In the complaint, the firefighters say Martinsburg police officers are paid properly when they work holidays and holiday overtime.

The second amended complaint says Bragg “instituted a sick leave policy which negatively impacted all firefighters.”

The new policy required firefighters to obtain a note from a medical professional before returning to work if the firefighter takes two consecutive days of sick leave.

“No other employee of the City of Martinsburg is subject to the same scrutiny when using sick leave, the latest complaint states. “The defendant, City of Martinsburg, continues to take retaliatory action against the plaintiff/firefighters for asserting their rights to payment in a willful, wanton, and/or reckless manner with malice and oppression toward the firefighters.”
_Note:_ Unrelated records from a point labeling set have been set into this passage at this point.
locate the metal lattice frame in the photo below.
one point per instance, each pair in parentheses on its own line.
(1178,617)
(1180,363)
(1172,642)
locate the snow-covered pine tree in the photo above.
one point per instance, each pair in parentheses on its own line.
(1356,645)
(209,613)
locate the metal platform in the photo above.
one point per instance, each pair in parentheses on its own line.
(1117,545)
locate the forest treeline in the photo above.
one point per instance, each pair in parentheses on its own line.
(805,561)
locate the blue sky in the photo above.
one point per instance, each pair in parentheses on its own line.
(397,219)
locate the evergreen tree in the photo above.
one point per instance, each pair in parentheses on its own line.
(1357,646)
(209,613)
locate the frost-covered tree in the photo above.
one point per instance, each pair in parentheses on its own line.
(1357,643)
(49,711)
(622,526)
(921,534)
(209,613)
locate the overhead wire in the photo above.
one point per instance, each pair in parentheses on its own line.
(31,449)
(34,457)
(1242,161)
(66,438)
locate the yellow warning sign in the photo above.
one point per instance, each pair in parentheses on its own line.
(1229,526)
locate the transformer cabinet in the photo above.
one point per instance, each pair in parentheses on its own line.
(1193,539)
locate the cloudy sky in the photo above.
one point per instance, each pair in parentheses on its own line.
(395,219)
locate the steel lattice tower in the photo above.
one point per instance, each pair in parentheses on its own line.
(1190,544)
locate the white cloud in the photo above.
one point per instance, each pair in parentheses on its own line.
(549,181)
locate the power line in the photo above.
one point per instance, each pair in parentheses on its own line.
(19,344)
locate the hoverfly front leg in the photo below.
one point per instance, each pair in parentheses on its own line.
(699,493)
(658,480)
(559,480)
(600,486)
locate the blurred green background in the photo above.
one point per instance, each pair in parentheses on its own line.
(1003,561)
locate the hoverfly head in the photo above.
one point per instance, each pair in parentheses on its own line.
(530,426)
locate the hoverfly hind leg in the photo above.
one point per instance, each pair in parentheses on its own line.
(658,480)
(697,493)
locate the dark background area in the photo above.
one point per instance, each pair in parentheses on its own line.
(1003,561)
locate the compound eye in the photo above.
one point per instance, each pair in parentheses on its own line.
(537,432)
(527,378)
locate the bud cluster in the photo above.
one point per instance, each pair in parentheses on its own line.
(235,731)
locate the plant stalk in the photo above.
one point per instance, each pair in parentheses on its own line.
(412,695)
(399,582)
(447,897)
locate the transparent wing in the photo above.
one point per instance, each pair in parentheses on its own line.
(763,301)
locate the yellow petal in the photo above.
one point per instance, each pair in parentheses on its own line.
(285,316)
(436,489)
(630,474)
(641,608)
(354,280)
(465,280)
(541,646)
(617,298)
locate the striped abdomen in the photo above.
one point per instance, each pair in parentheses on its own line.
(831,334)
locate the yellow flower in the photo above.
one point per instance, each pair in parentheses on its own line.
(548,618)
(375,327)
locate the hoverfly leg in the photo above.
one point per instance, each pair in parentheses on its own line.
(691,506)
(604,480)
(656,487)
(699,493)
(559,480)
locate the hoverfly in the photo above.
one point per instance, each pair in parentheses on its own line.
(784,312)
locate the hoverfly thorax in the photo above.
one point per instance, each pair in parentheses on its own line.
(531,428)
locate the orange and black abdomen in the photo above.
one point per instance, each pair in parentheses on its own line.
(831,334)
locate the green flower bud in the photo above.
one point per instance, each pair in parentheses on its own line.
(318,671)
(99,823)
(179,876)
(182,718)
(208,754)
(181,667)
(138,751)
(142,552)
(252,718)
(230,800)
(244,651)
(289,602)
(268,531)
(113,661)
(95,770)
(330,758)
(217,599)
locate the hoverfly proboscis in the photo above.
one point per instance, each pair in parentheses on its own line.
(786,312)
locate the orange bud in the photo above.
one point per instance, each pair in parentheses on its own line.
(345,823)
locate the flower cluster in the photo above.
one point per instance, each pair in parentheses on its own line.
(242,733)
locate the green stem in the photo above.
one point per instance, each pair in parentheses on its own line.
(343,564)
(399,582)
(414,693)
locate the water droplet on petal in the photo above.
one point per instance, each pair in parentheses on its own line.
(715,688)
The latest complaint also claims the firefighters now receive reduced pay for sick leave.

“Prior to the instant lawsuit, when a firefighter took a sick day, the firefighter would be compensated for 24 hours on that day even though the 24 hour shift overlapped two calendar days,” the complaint states. “For example, a firefighter who took February 19, 2017, as a sick day took 24 hours sick leave on February 19, 2017, not 16 hours on February 19, 2017, and 8 hours February 20, 2017, and the firefighter was compensated for 24 hours sick leave.

“Only after the lawsuit was filed, firefighters were informed that their shift schedule would be divided into two days, 16 hour and 8 hour shifts, not a 24 hour shift.

“In retaliation for this lawsuit, the City of Martinsburg changed the sick leave time off compensation policy that had been in effect for over thirty years. The change negatively impacts the firefighters.”

The firefighters claim the city violated the state Wage Payment and Collection Act and negligently failed to properly pay the statutory holiday premium. They seek a motion for the appointment of a special commissioner “to calculate the holiday pay wages due each of the firefighters from their date of hire … to assess the costs” against the city. They also want the commissioner to “calculate the additional benefits due each firefighter.”

They seek compensatory damages, attorney fees, court costs and other relief. They also seek a stay of Ordinance 2018-19 and the chief’s new “sick time” policy.

Toriseva and Joshua Miller of Toriseva Law in Wheeling are representing the firefighters.